When I got back to work, I had a wild idea for a tricky way to use a four-channel analog-storage oscilloscope. I added all the channels together and adjusted the vertical scale for each one to a unique scale factor (10V/div, 5V/div, 2V/div, and 1V/div). This could produce 16 possible levels depending on the 5V TTL logic levels applied to the four scope probes. I triggered the scope with the start of any Z80 bus cycle. I then waited for the bug to occur.
When the bug showed up, the resulting scope display was a grid-work of traces. All traces seemed to represent valid states for the signals I was monitoring. Unexpectedly, I found two transitions within a single clock period. Closer examination determined that a flip-flop output changed with the clock edge but immediately returned to its original state.
I had never heard of a metastable flip-flop before. It was a new concept to most of the other engineers in the department as well. I quickly discovered that the D input to a flip-flop in the DRAM address decoder was changing during the clock edge. The resulting narrow pulse upset the DRAM and corrupted the next memory access. I made a simple change to my circuit and the intermittent went away.

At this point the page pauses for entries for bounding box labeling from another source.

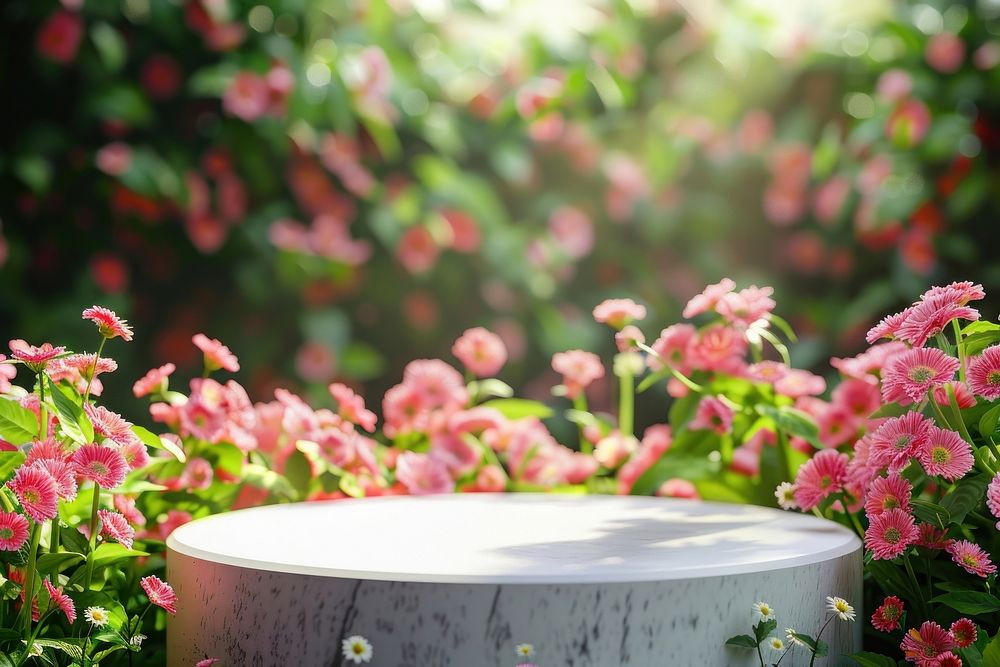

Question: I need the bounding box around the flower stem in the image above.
[83,484,101,591]
[618,373,635,436]
[83,336,108,403]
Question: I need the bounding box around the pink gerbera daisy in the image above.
[865,308,911,345]
[32,459,77,500]
[97,510,135,549]
[865,509,918,560]
[0,512,28,551]
[83,306,132,341]
[872,595,903,632]
[795,449,848,511]
[7,465,59,523]
[10,338,66,373]
[139,575,177,614]
[917,426,975,482]
[593,299,646,329]
[865,475,913,517]
[871,412,934,472]
[899,621,955,664]
[882,347,961,403]
[951,618,979,648]
[968,345,1000,401]
[42,577,76,624]
[191,333,240,373]
[948,540,997,579]
[132,364,177,398]
[688,396,733,435]
[72,444,128,489]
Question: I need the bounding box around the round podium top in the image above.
[167,494,861,584]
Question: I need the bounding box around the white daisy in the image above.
[83,607,111,628]
[826,596,854,621]
[753,602,774,621]
[774,482,799,510]
[340,635,374,665]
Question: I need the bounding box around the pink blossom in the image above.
[451,327,507,377]
[396,452,455,495]
[552,350,604,398]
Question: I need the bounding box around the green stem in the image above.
[83,484,101,591]
[38,371,49,440]
[573,390,594,454]
[618,373,635,436]
[83,336,108,403]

Or so I thought. With the intermittent gone, we went into production. Unfortunately, the intermittent returned with the first batch of production units. But it only showed up when the production masked-ROMs were installed. We had used UV-erasable EPROMs for development, and they worked fine in the production units. But it turned out that the “pseudo-static” mask ROMs contained some of the same circuitry found in DRAMs, which got confused by narrow pulses on the chip select.
When I fixed the metastable problem in the DRAM address decoder, I didn’t look for the same vulnerability in the ROM address decoder. Once I made the same change to the ROM address decoder, we had a stable and reliable product.
Sigurd Peterson started as a circuit design engineer for Tektronix in 1976. In the 1990s, he worked for Intel on the Pentium Pro and also worked for Tektronix/Xerox before becoming an independent system design consultant in 2002. He received a bachelor of science degree in engineering physics at Oregon State University in 1976 and a master of science degree in circuit design from the Oregon Graduate Institute in 2000.